仏教はバカらしい

 横山紘一『十牛図入門』(幻冬舎新書)を読む。
十牛図」という禅の入門図があって、本書はそれを「唯識思想」によって解説している。
 おれは仏教というのは勉強しても得るものがなにもないと思ってるので、こういう本を読んでもまったく改心しない。困ったものである。
 この著者は東大農学部の水産学科で、魚の血液の研究に取り組んでいたのだが、その研究に「疑問と虚しさを覚え」、文学部印度哲学科へ転部し、のちに仏教学者となる。理系のインテリが宗教へ傾倒するのはオウム真理教でも見られたことだが、まあそれはいい。
 著者は悟りの心境を表すものとして、良寛さんの次の歌を賞賛する。
「災難にあう時節には 災難にあうがよく候 死ぬ時節には 死ぬがよく候」
 今の時節にはまったく不謹慎な歌であるが、こういうものが悟りの心境だというのである。まあ、仏教の教えは、「一切は空」である。あの世もこの世も、仮の世界。死のうが生きようが、似たようなものというなら、たしかに悟りとはこんなもんである。
 ところが本書の中盤では、自然環境破壊の恐ろしさが唱えられ、なんだか調子がおかしくなってくる。そして次のようなことが書かれる。

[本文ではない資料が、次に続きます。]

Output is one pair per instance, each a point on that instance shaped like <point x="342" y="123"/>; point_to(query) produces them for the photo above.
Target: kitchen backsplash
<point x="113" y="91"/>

 私が勤めていた立教大学で、有志の学生と「タバコポイ捨て撲滅の会」という会をつくって昼休みに構内をまわって地面に捨てられた吸い殻を拾うという運動を長く行ってきました。驚くことに、三十分ぐらいで、なんと数百本の吸殻を拾う日もありました。大学だけではありません。町や都会の中でもこれは大きな問題となっています。まさに現代の人心の荒廃の一つの膿が出ているといえるでしょう。
 構内で吸い殻を拾っているある日、学生たちに「タバコの吸い殻が実は各人の心の中にあるのだから、吸い殻を除去して構内をきれいにすることは、各人の心の中をきれいにすることである」と語ったところ、それ以来、彼らはいっそう吸い殻拾いに精を出すようになりました。
 みんなが共有している構内がきれいになる。それは人のためでもありますが、それが同時に自分のためでもあるという事実を知って、彼らの生き方が変わったのです。
(P184-185から引用)

 ゴミ拾いがしたいのなら、仏教とは関係なくやればいいのである。「トイレの神様」などもそうであるが、おのれの利益を期待して善行を行うというのは、ただの功利主義である。
「善悪」も「正邪」もない、とするのが仏教である。
 ともあれ、どうせ衆生には難しい教えなどわからぬのだから、原理主義を唱えて暴走するよりは、ましなのかもしれない。ついでに書けば、大学生に仏教を講じてゴミ拾いをさせるより、魚の血液の研究をさせる方が、世の中のためになる。
 吉本隆明は、次のように述べている。

 その考え方からいくと現世も無常だし来世も無常だということになりますし、現世が仮の世界だったら来世も仮の世界だというふうに、偉い坊さんたちは代々そういうことを何らかの形でいってきているとおもいます。(略)
 つまり、大師号みたいのを持っている仏教家は生まれる前の世界までイメージでいけるぞというところぐらいまでは、大体修行した人だとおもいます。仏教というのはそういうことばかりしていたわけで、何千年もかかってどこに精神の集中をすればそういうことができるかという修行ばかりしてきたので、ばからしいといえば東洋の世界はばからしいので、文明なんかつくらなくて乞食みたいな格好をして貧富の差の甚だしいカースト制度を造りました。
 少しは社会改革でもしたらいいじゃないかというのに、少しもしないで、座禅を組んで精神を集中すると、あの世の浄福な世界へいけるみたいなことばかりやってきたわけです。
 だから阿呆だといえば阿呆で、西欧の世界は文明をその間何千年もかかってちゃんと築いてきて現代に至っているわけですけど、東洋の世界は模倣して西欧並みになってますけど、本当はそういうことしかやってこなかったのです。